"We're currently undertaking a review of the mine plan at Red Lake as well as the flexibility within the rest of the portfolio over the balance of 2012 to assess the potential impact to our company-wide production," chief executive Chuck Jeannes said Thursday.
"We expect this process to be complete by the end of the current quarter and we'll update the market at that time."
BMO Capital Markets analyst David Haughton, who rated Goldcorp an "outperform", noted he expected Goldcorp to produce about 2.5 million ounces of gold this year compared with its current guidance for 2.6 million.
However, Haughton noted that he expects Goldcorp's production and costs to return to its expected guidance for 2013.
Shares in Goldcorp were down $2.65, or more than six per cent, at $37.84 in trading on the Toronto Stock Exchange after it reported weaker than expected first-quarter results due to the problems at Red Lake.

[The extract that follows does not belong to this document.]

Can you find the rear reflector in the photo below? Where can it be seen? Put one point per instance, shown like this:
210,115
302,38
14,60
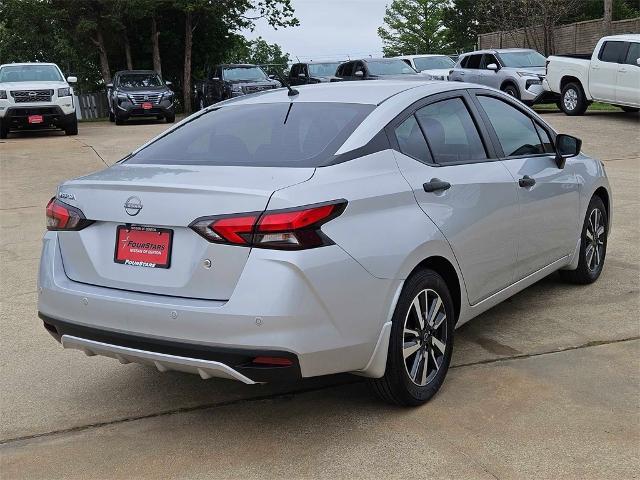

The gold miner said poor ground conditions delayed work at the mine and lower than expected grades of ore in other areas of the mine cut into production. Gold production at Red Lake totalled 114,200 ounces for the quarter, down from 186,100 ounces a year ago.
However despite the problems at Red Lake, Jeannes said the company's other operations were doing well.
For the quarter, Goldcorp produced 524,700 ounces of gold, down from 637,600 a year ago, while it saw an average realized price of $1,707 per ounce, up from $1,394. Total cash costs amounted to $251 per ounce on a by-product basis, up from $188 a year ago.
Jeannes played down concerns in Argentina, where Goldcorp is building a new mine, following a move by the government there to nationalize the country's largest oil company.
"We understand that the government's action is born out of a very unique set of circumstances that have unfolded over a number of years between these parties and does not suggest a similar course of action with respect to the mining industry," he said.
Haughton said "exposure to Argentina has caused some investor anxiety recently."
After the close of markets Wednesday, Goldcorp reported a first-quarter profit of US$79 million or 51 cents per diluted share in its latest quarter, down from $651 million or 81 cents per diluted share a year ago. Revenue grew to $1.35 billion, up from $1.22 billion.
Excluding one-time items, the company reported an adjusted profit of $404 million or 50 cents per share, compared with $392 million or 49 cents per share a year ago.
The average analyst estimate had been for a profit of 58 cents per share, according to those surveyed by Thomson Reuters.
Goldcorp is Canada's second-largest gold company.
The company has mines as well as exploration and development projects in Canada, the United States, Mexico and Guatemala and Argentina.